Todos os anos, a nossa Paróquia costuma fornecer a famílias desfavorecidas o CABAZ DO NATAL. Consta de um conjunto de géneros alimentícios e roupa. É fornecida pelas dádivas que nos vão oferecendo. Os géneros alimentícios são o resultado do que nos proporcionam os paroquianos, sobretudo nas duas primeiras semanas de Dezembro e, num auxílio substancial, os pais do Colégio Planato. Neste ano, prevemos que as famílias beneficiadas sejam à roda de setenta.

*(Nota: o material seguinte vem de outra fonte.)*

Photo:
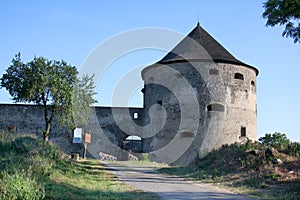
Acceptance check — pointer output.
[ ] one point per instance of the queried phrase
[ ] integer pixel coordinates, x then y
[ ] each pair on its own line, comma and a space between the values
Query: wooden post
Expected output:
87, 140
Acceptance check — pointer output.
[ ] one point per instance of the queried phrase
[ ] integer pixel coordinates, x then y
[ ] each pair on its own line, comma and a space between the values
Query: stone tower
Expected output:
197, 98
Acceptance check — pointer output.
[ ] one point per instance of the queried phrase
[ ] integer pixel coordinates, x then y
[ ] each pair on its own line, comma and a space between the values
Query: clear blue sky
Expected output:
70, 30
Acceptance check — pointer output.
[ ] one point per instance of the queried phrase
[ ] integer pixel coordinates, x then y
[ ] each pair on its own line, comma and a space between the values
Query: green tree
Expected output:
284, 12
82, 99
276, 140
51, 84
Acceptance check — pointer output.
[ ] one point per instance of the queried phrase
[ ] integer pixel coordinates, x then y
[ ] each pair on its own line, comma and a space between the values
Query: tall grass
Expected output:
24, 165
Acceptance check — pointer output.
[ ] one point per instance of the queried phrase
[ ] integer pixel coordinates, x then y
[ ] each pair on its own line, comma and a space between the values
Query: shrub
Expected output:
276, 140
20, 186
293, 149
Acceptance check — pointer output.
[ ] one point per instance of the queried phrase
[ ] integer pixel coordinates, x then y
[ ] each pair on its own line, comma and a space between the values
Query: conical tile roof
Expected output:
199, 45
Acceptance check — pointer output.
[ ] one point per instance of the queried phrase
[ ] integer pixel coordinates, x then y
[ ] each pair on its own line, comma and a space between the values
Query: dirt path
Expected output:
167, 187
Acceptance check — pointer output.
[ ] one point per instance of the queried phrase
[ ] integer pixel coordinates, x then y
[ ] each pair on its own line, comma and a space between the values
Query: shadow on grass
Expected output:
88, 180
58, 191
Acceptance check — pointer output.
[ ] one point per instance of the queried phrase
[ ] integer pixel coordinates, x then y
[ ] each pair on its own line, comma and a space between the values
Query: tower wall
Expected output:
200, 106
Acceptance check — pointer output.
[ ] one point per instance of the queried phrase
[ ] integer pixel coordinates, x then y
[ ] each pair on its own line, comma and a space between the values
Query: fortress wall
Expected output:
107, 136
212, 83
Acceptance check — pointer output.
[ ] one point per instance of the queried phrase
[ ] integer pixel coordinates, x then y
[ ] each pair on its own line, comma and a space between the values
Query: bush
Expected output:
276, 140
19, 186
293, 149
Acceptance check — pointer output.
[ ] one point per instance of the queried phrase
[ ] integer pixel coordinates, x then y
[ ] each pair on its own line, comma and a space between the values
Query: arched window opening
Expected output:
213, 72
215, 107
159, 102
151, 79
133, 137
133, 143
239, 76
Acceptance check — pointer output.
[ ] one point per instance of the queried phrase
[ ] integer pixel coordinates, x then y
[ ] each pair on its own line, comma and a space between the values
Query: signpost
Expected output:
87, 140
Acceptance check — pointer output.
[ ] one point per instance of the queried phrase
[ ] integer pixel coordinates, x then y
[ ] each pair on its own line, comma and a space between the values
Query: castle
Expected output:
196, 98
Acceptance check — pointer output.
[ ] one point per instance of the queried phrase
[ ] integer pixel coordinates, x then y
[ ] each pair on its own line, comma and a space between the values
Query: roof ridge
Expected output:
200, 45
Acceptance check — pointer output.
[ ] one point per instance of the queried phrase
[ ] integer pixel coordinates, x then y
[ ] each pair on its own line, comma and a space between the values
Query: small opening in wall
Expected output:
215, 107
243, 131
151, 79
239, 76
213, 72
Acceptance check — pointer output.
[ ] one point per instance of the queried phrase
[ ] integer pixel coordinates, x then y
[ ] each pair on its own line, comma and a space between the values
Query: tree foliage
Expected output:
51, 84
276, 140
284, 12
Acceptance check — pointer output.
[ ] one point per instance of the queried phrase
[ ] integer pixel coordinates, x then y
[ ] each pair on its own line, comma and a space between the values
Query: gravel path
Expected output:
167, 187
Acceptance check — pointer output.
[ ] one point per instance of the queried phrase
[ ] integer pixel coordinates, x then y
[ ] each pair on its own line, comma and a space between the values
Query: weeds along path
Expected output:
142, 176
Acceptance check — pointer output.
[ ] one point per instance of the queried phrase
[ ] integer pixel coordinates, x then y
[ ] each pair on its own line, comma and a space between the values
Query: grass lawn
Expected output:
88, 180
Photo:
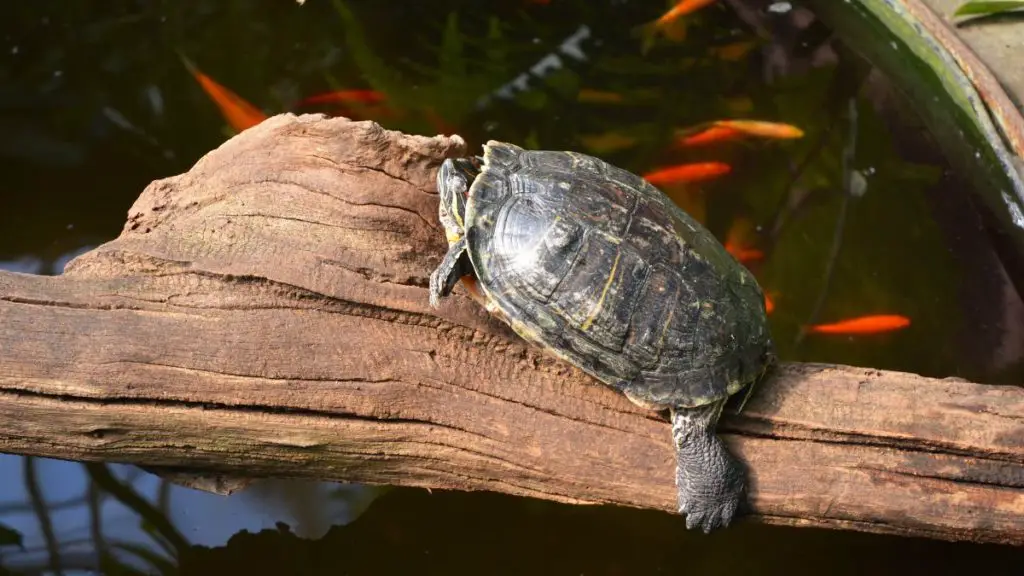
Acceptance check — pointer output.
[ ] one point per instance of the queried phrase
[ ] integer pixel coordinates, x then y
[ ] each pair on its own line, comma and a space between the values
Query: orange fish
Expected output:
695, 172
670, 24
345, 96
711, 135
723, 130
862, 325
239, 113
681, 9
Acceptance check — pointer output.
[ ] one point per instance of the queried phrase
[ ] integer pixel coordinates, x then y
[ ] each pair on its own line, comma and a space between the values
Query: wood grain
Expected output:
265, 315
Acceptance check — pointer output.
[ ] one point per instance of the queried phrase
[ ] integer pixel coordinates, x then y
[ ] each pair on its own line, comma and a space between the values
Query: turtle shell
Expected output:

Também pretendemos, sempre de colaboração com o Colégio Planato e os nossos paroquianos, oferecer uma refeição natalícia àqueles que receberem o Cabaz do Natal: ao todo 120 pessoas.

Nesta conformidade, indicamos que os dias e as horas desta iniciativa serão: Salão da Igreja (à R. Filipe Duarte) - 3ª Feira, dia 21 (10.30h-12.00h) : Distribuição de roupa; 4ª Feira, dia 22 (10.30h-12.00h): distribuição dos géneros alimentícios; Colégio Planalto - 5ª Feira, dia 23, 12.30h: Almoço natalício.

Como atrás dissemos, nas duas primeiras semanas de Dezembro, recolheremos os géneros alimentícios, as roupas e as doações monetárias para financiar essa nossa iniciativa. Estamos certos de que os nossos paroquianos, numa época de crise económica tão acentuada, serão ainda mais generosos do que nos anos anteriores. Desde já, que Deus lhes pague.